Murray can’t get enough of this place😝@ Andy Murray came back to #AusOpen Only eight hours after his epic night.#AO2023 pic.twitter.com/Q6XXGuusfw
— #AusOpen (@AustralianOpen) January 20, 2023
He returned to the hotel for some more rest before heading back to the venue for practice, and sleep expert James Wilson, who has worked with many Premier League and English Football League clubs, has been described as a “sleep nerd”. Known… The year-old will have a big impact when he faces Roberto Bautista Agut in Friday night’s session.
“Andy’s body is significantly out of sync right now due to lack of sleep that night. He will play again tomorrow and his body clock is very confused,” Wilson told PA News Agency. Told.
“He’s playing all over the world so he would have protocols for acclimatization, but this isn’t the case. It’s a form of jet lag within the event and is completely unnecessary.

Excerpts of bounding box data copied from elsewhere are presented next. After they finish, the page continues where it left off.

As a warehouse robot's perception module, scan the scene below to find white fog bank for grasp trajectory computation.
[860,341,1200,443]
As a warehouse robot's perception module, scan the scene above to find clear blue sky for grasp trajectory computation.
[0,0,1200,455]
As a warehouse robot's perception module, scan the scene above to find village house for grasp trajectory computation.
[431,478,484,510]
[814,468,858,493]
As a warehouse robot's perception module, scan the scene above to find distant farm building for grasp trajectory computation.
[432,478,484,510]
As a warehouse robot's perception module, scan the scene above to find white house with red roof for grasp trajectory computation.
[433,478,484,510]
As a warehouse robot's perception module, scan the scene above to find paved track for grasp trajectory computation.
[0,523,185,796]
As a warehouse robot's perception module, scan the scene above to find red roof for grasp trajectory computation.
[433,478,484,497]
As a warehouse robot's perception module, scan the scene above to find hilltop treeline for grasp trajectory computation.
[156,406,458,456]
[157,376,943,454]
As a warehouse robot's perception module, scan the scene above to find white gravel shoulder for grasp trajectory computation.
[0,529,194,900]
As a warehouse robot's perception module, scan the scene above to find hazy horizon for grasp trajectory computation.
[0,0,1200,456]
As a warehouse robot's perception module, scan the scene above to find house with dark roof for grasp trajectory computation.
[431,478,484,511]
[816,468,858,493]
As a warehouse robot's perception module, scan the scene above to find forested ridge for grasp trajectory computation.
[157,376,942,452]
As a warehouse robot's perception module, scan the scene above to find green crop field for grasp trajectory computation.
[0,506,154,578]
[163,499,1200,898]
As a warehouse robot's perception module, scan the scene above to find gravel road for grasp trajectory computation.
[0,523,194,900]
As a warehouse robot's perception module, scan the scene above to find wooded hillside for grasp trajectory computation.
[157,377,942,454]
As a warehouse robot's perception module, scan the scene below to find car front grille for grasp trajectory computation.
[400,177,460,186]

“His body clock is out of sync. He doesn’t know if he should sleep or not. Factors tell him that when he goes to bed, it’s warm, it’s light, and he should probably be awake.” Therefore, the quality is not good.
“His opponent would have an advantage. Even if I worked with him, I wouldn’t talk about it at all because sleep is as much about the emotional side as it is the biological one.” Sleep is very important to recovery, and along with nutrition sleep is recovery, and if you don’t get it, it affects you.
“The next game is going to be harder than ever. This is an extraordinary occurrence.
“We are all different. Andy Murray is a competitor. He doesn’t allow that to affect his mentality.
“But I’ve been doing some research this week about decision-making and sleep deprivation. He sees things in the blink of an eye.In tennis, he makes new decisions every few seconds, so it’s going to affect him.
Murray’s marathon is his third-closest ever finish in a race, and Wilson says the schedule shows that high-level sports and society at large aren’t taking sleep seriously. .
“This is a form of torture. Not only for Andy Murray, but for coaches, journalists, spectators, ball boys and ball girls, it is a macho attitude to sleep that organizers have no cutoff points.
“It doesn’t have to go on until then. It doesn’t happen at other tennis tournaments, it doesn’t happen at other sporting events. This shows how much effort we have to make to take sleep seriously.” It reflects what you want in a high performance environment.
“We need to consider these decisions better. I don’t want to be sensational about it, but I think sleep has to be taken into consideration. It’s society in general.
“The idea that lack of sleep leads to success is outdated and wrong, and it’s making people sick.”